Os dados e documentos apresentados pelas organizações diante da CIDH são mais fortes do que a retórica utilizada pelos representantes do governo para justificar o injustificável. Representantes do Estado afirmaram na audiência que “divergências com setores da imprensa” fariam “parte do jogo democrático” e ainda que a postura do presidente com a imprensa se justifica porque “no Brasil, não existe censura”. Ao contrário do que declaram os representantes, ao ameaçar a liberdade de expressão e informação de forma sistemática e institucionalizada, o governo ameaça a própria democracia e mobiliza equipamentos públicos e as prerrogativas do seu cargo para tentar impor o pensamento único e estimular a polarização.

A institucionalização e o crescimento das violações colocam o Brasil em situação de alerta. Os padrões internacionais e as normas nacionais embasaram um conjunto de recomendações feitas pelo Conselho Nacional de Direitos Humanos a representantes públicos em junho de 2019, que seguem atuais e mais necessárias do que nunca.

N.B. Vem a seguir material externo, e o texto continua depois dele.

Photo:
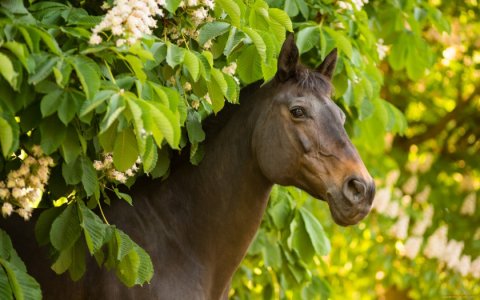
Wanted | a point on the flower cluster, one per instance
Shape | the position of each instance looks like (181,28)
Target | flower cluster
(129,20)
(106,166)
(392,202)
(24,187)
(197,12)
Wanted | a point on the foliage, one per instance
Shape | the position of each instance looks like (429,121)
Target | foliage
(421,241)
(94,116)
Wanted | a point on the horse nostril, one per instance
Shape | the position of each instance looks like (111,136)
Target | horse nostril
(355,190)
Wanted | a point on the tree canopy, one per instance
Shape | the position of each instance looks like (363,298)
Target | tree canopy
(94,95)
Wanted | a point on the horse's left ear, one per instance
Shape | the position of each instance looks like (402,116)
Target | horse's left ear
(327,67)
(288,59)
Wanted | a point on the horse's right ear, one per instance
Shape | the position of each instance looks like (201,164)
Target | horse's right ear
(288,59)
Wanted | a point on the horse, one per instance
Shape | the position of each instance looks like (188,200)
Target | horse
(198,223)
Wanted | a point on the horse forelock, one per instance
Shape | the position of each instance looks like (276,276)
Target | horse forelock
(308,80)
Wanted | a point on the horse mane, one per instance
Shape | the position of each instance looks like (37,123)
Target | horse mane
(305,79)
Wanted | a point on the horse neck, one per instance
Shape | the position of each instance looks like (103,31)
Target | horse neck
(230,196)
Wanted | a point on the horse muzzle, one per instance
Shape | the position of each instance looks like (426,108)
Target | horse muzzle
(352,202)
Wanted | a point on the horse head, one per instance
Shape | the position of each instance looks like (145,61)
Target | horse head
(300,138)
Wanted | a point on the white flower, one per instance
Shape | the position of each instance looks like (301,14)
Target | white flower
(423,195)
(422,225)
(382,199)
(393,209)
(230,69)
(24,213)
(209,3)
(392,177)
(468,206)
(410,186)
(37,151)
(463,266)
(95,39)
(4,193)
(475,268)
(400,229)
(7,209)
(436,243)
(412,246)
(452,252)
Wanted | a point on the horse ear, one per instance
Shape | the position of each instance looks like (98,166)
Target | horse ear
(328,65)
(288,59)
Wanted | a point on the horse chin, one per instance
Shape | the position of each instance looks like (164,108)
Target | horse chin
(342,214)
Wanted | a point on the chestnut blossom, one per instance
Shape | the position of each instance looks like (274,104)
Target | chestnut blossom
(410,186)
(468,206)
(23,188)
(400,229)
(129,20)
(425,222)
(436,243)
(7,209)
(475,268)
(412,246)
(452,252)
(463,265)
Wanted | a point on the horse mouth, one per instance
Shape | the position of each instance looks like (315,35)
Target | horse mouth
(344,214)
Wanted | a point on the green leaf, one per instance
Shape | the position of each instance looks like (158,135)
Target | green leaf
(175,55)
(115,107)
(249,65)
(123,196)
(65,229)
(44,225)
(63,261)
(137,65)
(127,269)
(93,228)
(212,30)
(6,137)
(307,38)
(235,37)
(23,286)
(89,178)
(125,150)
(217,76)
(162,165)
(97,100)
(192,64)
(317,235)
(78,267)
(232,9)
(107,138)
(88,73)
(69,105)
(149,158)
(71,147)
(72,172)
(5,290)
(53,134)
(299,240)
(125,244)
(7,71)
(194,127)
(341,41)
(281,17)
(258,42)
(43,70)
(21,52)
(50,102)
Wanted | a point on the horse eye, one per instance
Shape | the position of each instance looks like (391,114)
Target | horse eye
(297,112)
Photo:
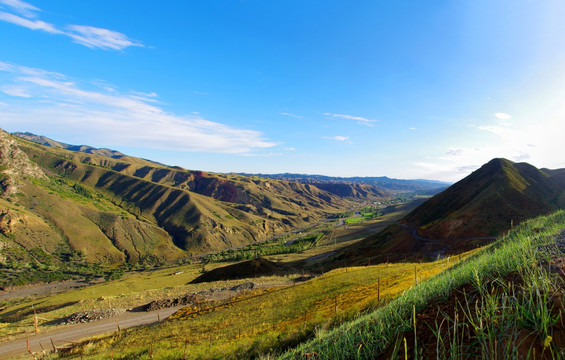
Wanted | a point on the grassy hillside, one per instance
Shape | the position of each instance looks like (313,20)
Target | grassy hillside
(487,202)
(265,319)
(111,210)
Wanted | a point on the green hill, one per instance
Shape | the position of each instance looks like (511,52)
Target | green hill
(470,213)
(111,210)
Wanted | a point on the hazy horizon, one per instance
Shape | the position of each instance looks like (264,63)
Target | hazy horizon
(408,91)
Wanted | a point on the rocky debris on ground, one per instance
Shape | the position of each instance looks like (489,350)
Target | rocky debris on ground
(193,298)
(90,315)
(167,303)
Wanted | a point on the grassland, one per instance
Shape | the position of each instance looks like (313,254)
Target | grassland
(505,303)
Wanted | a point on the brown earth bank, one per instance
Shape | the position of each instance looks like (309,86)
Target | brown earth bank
(243,270)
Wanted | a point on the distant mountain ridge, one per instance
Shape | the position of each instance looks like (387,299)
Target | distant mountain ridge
(380,181)
(43,140)
(59,201)
(470,213)
(489,201)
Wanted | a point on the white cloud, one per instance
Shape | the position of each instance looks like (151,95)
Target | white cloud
(100,116)
(21,7)
(15,91)
(337,138)
(535,138)
(89,36)
(359,119)
(30,24)
(94,37)
(503,116)
(292,115)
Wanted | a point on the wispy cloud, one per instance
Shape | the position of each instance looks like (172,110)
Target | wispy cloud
(88,36)
(93,37)
(337,138)
(292,115)
(536,139)
(59,104)
(20,7)
(16,91)
(30,24)
(359,119)
(503,116)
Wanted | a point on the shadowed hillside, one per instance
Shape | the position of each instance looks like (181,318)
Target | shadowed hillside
(468,214)
(102,207)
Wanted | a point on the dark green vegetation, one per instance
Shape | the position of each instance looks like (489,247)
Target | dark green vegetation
(505,302)
(470,213)
(276,247)
(489,201)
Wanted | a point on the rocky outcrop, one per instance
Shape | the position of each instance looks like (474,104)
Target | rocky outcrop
(14,164)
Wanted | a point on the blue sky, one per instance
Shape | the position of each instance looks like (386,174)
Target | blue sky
(406,89)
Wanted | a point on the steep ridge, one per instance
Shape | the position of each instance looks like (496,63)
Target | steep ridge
(381,182)
(487,202)
(56,144)
(191,211)
(471,212)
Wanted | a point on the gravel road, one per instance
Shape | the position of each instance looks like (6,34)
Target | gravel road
(74,333)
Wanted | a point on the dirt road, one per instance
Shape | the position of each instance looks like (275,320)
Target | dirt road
(74,333)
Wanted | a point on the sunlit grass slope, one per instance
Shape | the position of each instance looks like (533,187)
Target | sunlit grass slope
(497,321)
(267,319)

Elas orientam que representantes do Estado “reconheçam constante, explícita e publicamente a legitimidade e o valor do jornalismo e da comunicação, mesmo em situações em que a informação divulgada possa ser crítica ou inconveniente aos interesses dos governo” e que “jamais sejam agentes diretos ou promovam violações ao direito à liberdade de expressão, incitem discriminações ou criem ambientes que conduzam à violência contra comunicadores, seja física, verbal ou na esfera digital”.

Denise Dora é advogada e diretora executiva da ARTIGO 19.

Émerson Maranhão é realizador audiovisual, repórter especial e coordenador de transmídia d’O POVO.

Emmanuel Colombié é diretor do escritório para a América Latina da Repórteres Sem Fronteiras.

Helena Bertho é jornalista e editora chefe da Revista AzMina.

Juliana Fonteles é assistente jurídica da Abraji (Associação Brasileira de Jornalismo Investigativo).

Olívia Bandeira é jornalista, antropóloga e coordenadora executiva do Intervozes – Coletivo Brasil de Comunicação Social.

Renata Mielli é jornalista, coordenadora-geral do Fórum Nacional pela Democratização da Comunicação, integrante da Coalizão Direitos na Rede e secretária geral do Centro de Estudos da Mídia Alternativa Barão de Itararé.

Todos fizeram parte da comitiva que representou a sociedade civil na 175a audiência temática da CIDH.